Ports – Préfiguration société portuaire de Lorient – février 2026
Gael Briand porte la position du groupe Breizh a-gleiz au sujet du bordereau : Ports – Préfiguration société portuaire de Lorient
Monsieur le Président, Monsieur le Vice-Président,
La naissance de la ville de Lorient, en 1666, est liée à la construction navale et au commerce. Siège de la Compagnie des Indes, son port fut un nœud du commerce international de marchandises en provenance des Indes, autrement dit d'Asie, mais aussi – hélas – d'êtres humains. Les photos de Lorient d'avant guerre nous laisse imaginer la ville magnifique qu'elle était. Aujourd'hui, Lorient est un port mineur à l'échelle internationale, même s'il a son importance pour l'économie bretonne.

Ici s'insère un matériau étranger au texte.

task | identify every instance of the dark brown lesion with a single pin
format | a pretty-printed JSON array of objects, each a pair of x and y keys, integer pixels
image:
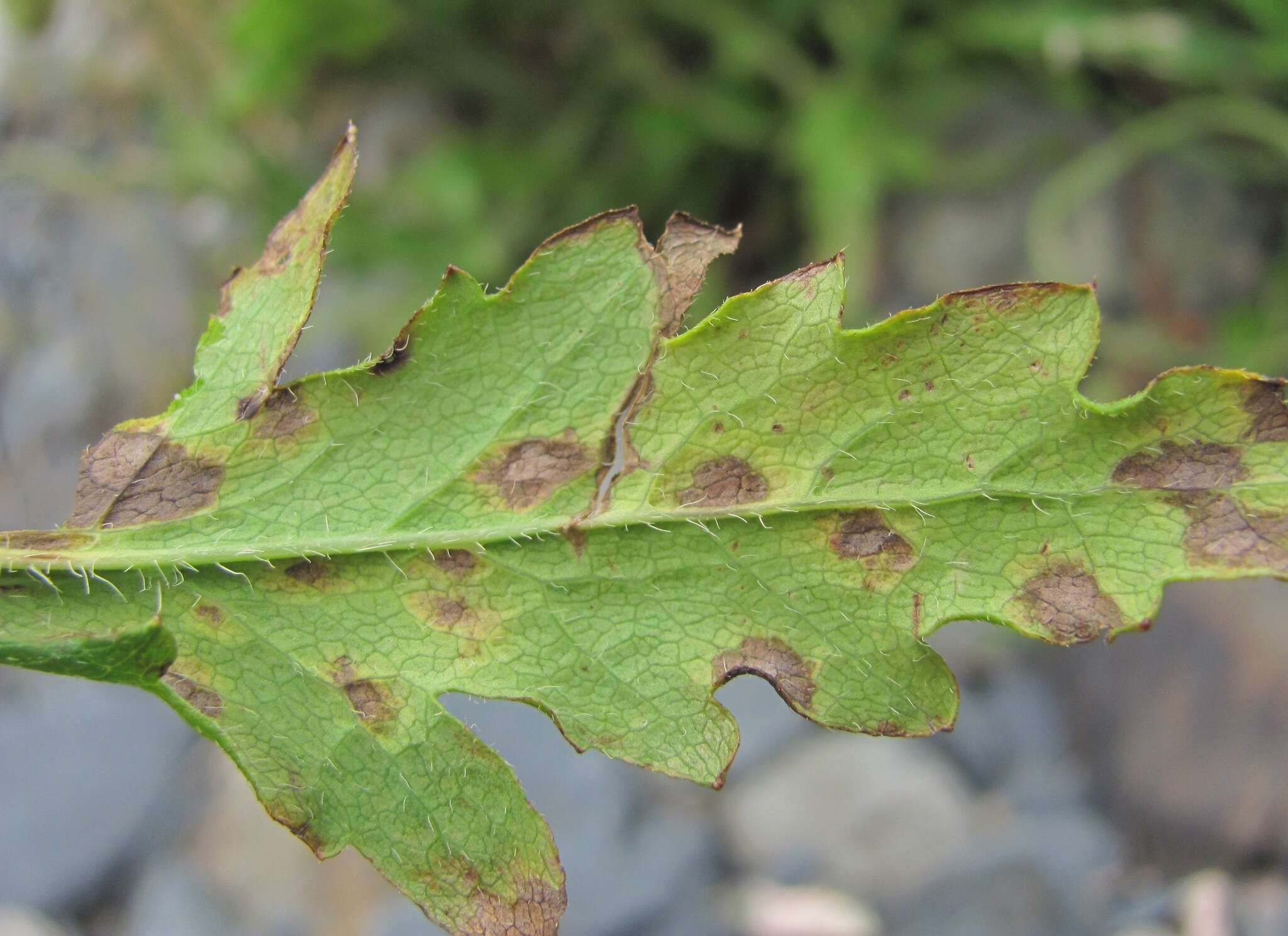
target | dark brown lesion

Ce bordereau nous invite à revoir sa gouvernance en conservant une maîtrise de l'outil par la Région qui resterait majoritaire et en y associant les collectivités et des acteurs économiques. Pourquoi pas ! Ceci étant dit, ce document reste extrêmement flou sur ce que la Région Bretagne envisage comme avenir pour ce port. Il manque de précision du fait de l'usage de mots-valises comme par exemple « renforcer l'attractivité du site ». Comment s'y opposer ? Mais surtout comment faire ? Depuis 20 ans, la Région clame légitimement qu'il faut travailler à la maîtrise du foncier. C'est particulièrement vrai à Lorient où l'emprise foncière est limitée et les capacités d'agrandissement quasi-nulles. Une fois encore, le sujet est inscrit noir sur blanc ici : « mise en place d'un schéma d'acquisition et de valorisation foncier permettant d'accroître le périmètre disponible pour les activités portuaires ». Oui, donc soyons précis et factuel : il faut agrandir le domaine public maritime. Soyons-le encore plus : il faut fermer à la circulation le boulevard de la rade, voire une partie de la rue Jacques Cartier qui longe le port pour agrandir l'espace de manutention et donc de stockage. En somme, il faut gagner de l'espace industriel.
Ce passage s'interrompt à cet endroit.